I had lost all that weight, but I still couldn't control myself around food. I still turned to food when I was stressed, sad, or mad. I numbed out on food, and alcohol. I stuffed my feelings. I had to hide food in the house. I had to lock food up in the house. I was still dieting. There were tons of restrictions. I was a closet eater. I would not eat in public. I binged when I got home.
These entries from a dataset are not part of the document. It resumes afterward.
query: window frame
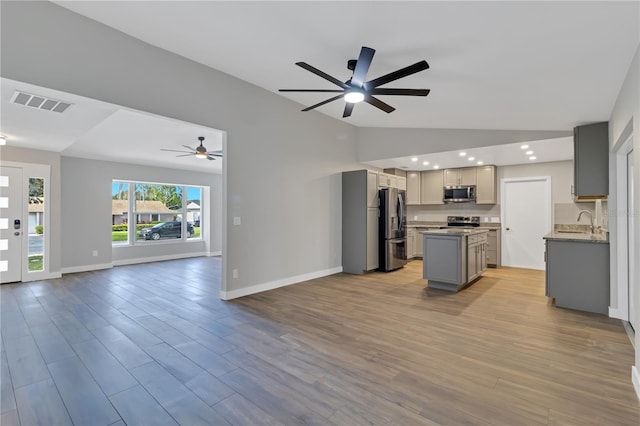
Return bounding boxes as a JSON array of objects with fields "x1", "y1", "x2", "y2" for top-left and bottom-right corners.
[{"x1": 111, "y1": 179, "x2": 206, "y2": 248}]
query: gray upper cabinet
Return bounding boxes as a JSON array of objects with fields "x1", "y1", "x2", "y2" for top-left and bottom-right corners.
[
  {"x1": 476, "y1": 166, "x2": 498, "y2": 204},
  {"x1": 573, "y1": 122, "x2": 609, "y2": 201},
  {"x1": 407, "y1": 172, "x2": 420, "y2": 204},
  {"x1": 444, "y1": 167, "x2": 476, "y2": 186},
  {"x1": 420, "y1": 170, "x2": 444, "y2": 204}
]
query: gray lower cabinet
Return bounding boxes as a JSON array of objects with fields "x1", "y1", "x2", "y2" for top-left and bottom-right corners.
[
  {"x1": 487, "y1": 228, "x2": 502, "y2": 268},
  {"x1": 545, "y1": 240, "x2": 609, "y2": 315},
  {"x1": 406, "y1": 228, "x2": 418, "y2": 260},
  {"x1": 422, "y1": 234, "x2": 467, "y2": 288}
]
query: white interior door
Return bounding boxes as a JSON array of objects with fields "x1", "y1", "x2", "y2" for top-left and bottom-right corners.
[
  {"x1": 0, "y1": 167, "x2": 23, "y2": 284},
  {"x1": 627, "y1": 150, "x2": 638, "y2": 330},
  {"x1": 501, "y1": 177, "x2": 551, "y2": 270}
]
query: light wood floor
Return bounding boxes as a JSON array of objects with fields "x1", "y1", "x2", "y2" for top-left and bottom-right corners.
[{"x1": 0, "y1": 258, "x2": 640, "y2": 426}]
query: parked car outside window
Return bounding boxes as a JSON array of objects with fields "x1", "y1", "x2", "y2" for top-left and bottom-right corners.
[{"x1": 140, "y1": 221, "x2": 193, "y2": 240}]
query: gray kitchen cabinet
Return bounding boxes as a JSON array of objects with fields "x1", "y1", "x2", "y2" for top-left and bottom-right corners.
[
  {"x1": 486, "y1": 228, "x2": 502, "y2": 268},
  {"x1": 407, "y1": 172, "x2": 420, "y2": 204},
  {"x1": 420, "y1": 170, "x2": 444, "y2": 204},
  {"x1": 342, "y1": 170, "x2": 378, "y2": 274},
  {"x1": 444, "y1": 167, "x2": 476, "y2": 186},
  {"x1": 573, "y1": 122, "x2": 609, "y2": 201},
  {"x1": 545, "y1": 239, "x2": 609, "y2": 315},
  {"x1": 475, "y1": 166, "x2": 498, "y2": 204},
  {"x1": 367, "y1": 170, "x2": 378, "y2": 209},
  {"x1": 406, "y1": 228, "x2": 420, "y2": 260}
]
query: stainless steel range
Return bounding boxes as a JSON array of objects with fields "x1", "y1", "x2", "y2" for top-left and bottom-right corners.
[{"x1": 447, "y1": 216, "x2": 480, "y2": 228}]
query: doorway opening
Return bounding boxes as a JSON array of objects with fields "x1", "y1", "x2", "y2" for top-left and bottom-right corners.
[{"x1": 500, "y1": 176, "x2": 552, "y2": 270}]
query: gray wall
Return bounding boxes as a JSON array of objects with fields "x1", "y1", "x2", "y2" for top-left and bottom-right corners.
[
  {"x1": 0, "y1": 146, "x2": 62, "y2": 274},
  {"x1": 609, "y1": 47, "x2": 640, "y2": 374},
  {"x1": 61, "y1": 157, "x2": 222, "y2": 271},
  {"x1": 0, "y1": 2, "x2": 359, "y2": 294}
]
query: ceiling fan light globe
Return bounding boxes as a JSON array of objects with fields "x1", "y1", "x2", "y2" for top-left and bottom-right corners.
[{"x1": 344, "y1": 90, "x2": 364, "y2": 104}]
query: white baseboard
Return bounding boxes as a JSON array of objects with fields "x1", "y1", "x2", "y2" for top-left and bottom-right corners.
[
  {"x1": 113, "y1": 251, "x2": 211, "y2": 266},
  {"x1": 20, "y1": 272, "x2": 62, "y2": 283},
  {"x1": 220, "y1": 266, "x2": 342, "y2": 300},
  {"x1": 61, "y1": 263, "x2": 113, "y2": 274},
  {"x1": 631, "y1": 365, "x2": 640, "y2": 399}
]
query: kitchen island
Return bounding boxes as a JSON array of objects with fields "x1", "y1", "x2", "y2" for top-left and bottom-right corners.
[{"x1": 421, "y1": 228, "x2": 489, "y2": 292}]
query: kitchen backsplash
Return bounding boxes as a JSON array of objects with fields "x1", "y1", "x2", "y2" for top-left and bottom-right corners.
[{"x1": 407, "y1": 201, "x2": 609, "y2": 229}]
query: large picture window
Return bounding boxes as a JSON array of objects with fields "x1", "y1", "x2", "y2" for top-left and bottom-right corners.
[{"x1": 111, "y1": 180, "x2": 203, "y2": 245}]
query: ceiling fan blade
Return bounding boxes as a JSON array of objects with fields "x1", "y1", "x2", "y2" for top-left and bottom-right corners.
[
  {"x1": 342, "y1": 102, "x2": 355, "y2": 118},
  {"x1": 351, "y1": 46, "x2": 376, "y2": 87},
  {"x1": 296, "y1": 62, "x2": 349, "y2": 89},
  {"x1": 369, "y1": 88, "x2": 430, "y2": 96},
  {"x1": 278, "y1": 89, "x2": 344, "y2": 93},
  {"x1": 160, "y1": 148, "x2": 188, "y2": 152},
  {"x1": 302, "y1": 95, "x2": 343, "y2": 111},
  {"x1": 364, "y1": 61, "x2": 429, "y2": 90},
  {"x1": 364, "y1": 95, "x2": 396, "y2": 114}
]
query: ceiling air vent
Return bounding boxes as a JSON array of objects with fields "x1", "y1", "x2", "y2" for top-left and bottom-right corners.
[{"x1": 11, "y1": 92, "x2": 72, "y2": 112}]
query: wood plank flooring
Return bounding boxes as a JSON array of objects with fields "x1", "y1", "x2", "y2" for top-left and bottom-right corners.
[{"x1": 0, "y1": 258, "x2": 640, "y2": 426}]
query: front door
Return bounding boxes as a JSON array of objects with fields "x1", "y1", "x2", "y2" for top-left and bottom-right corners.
[{"x1": 0, "y1": 167, "x2": 24, "y2": 284}]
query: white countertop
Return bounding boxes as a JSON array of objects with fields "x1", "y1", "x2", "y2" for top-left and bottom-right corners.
[{"x1": 543, "y1": 230, "x2": 609, "y2": 243}]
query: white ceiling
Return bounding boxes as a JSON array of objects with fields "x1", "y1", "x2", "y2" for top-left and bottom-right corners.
[
  {"x1": 1, "y1": 1, "x2": 640, "y2": 172},
  {"x1": 0, "y1": 78, "x2": 222, "y2": 173},
  {"x1": 365, "y1": 137, "x2": 573, "y2": 170},
  {"x1": 55, "y1": 1, "x2": 640, "y2": 130}
]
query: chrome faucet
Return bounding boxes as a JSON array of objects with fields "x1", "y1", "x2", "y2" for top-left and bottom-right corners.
[{"x1": 576, "y1": 210, "x2": 594, "y2": 234}]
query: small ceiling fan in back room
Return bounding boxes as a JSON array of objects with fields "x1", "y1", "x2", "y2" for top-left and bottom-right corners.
[
  {"x1": 279, "y1": 46, "x2": 429, "y2": 117},
  {"x1": 160, "y1": 136, "x2": 222, "y2": 160}
]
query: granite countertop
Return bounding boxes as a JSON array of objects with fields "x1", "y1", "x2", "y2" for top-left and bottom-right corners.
[
  {"x1": 543, "y1": 229, "x2": 609, "y2": 244},
  {"x1": 407, "y1": 221, "x2": 500, "y2": 229},
  {"x1": 420, "y1": 228, "x2": 489, "y2": 237}
]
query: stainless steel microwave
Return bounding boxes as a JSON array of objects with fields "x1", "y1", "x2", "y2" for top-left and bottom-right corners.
[{"x1": 443, "y1": 185, "x2": 476, "y2": 203}]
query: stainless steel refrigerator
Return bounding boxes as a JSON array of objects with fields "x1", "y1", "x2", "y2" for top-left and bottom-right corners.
[{"x1": 379, "y1": 188, "x2": 407, "y2": 272}]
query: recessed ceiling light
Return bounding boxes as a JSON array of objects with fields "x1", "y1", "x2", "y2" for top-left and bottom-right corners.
[{"x1": 344, "y1": 90, "x2": 364, "y2": 104}]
I was stressed out. I was a workaholic.
I kept myself chained to a job I hated.
I was always tense. I was ready to snap.
I was not very happy.
It was all for a number. A salary, and a size.
I wasn't pretty enough.
I wasn't thin enough.
I wasn't smart enough.
I wasn't successful enough.
I wasn't good enough.
Sure, my clothes felt great. My jeans looked good. I had a killer “before and after”.
Did it matter?
I gained almost half of the weight back.
All the restricting in the world didn’t help. All the busting my ass in the gym didn’t matter. I didn’t address what was happening at my core. My soul was chained up.
Me in 2018:
I’m 30 pounds heavier. I’m showing up. I’m coming out of my shell. I’m volunteering in my community. I’m able to go to events at a moment’s notice. I throw clothes on without giving it much thought. I’m comfortable in my clothes. I’m comfortable with myself. I’m comfortable in my skin. There are no more closet tantrums. I like my clothes. I look good. I don’t use shopping to numb anymore.
I don’t use food to cope. I don't stuff my feelings. I don’t hide food in the house. I don’t have to lock food up. I will eat in public if I'm hungry. I don’t feel the need to eat if I'm not hungry. I listen to my body. I rarely drink alcohol. I don’t like the way it makes me feel. I don’t want to feel numb. I don't have to buffer, because I'm willing to feel – all of it.
I have created boundaries, and removed unnecessary pressure. Some people have left, and that's okay.
I love my job. I love my business. I love my clients. I love the flexibility in my life.
I get to be home with my kids’ after school. I’m making money. I’m helping people.
Everything I wanted is happening. I am so grateful.
I’m still working on myself, but I have lost so much of the mental weight - the anger, the stress, the "compare and despair".
I don’t carry the anxiety anymore. It’s gone.
I feel free.
The chains are gone.
I am learning that I am enough.
I have always been enough.
I know that now.
All of this is because of coaching.
All of this is because I am changing my thoughts about myself, about my body, and about my life.
All of this is because I have learned how to stay out of people’s business and what I think they’re thinking.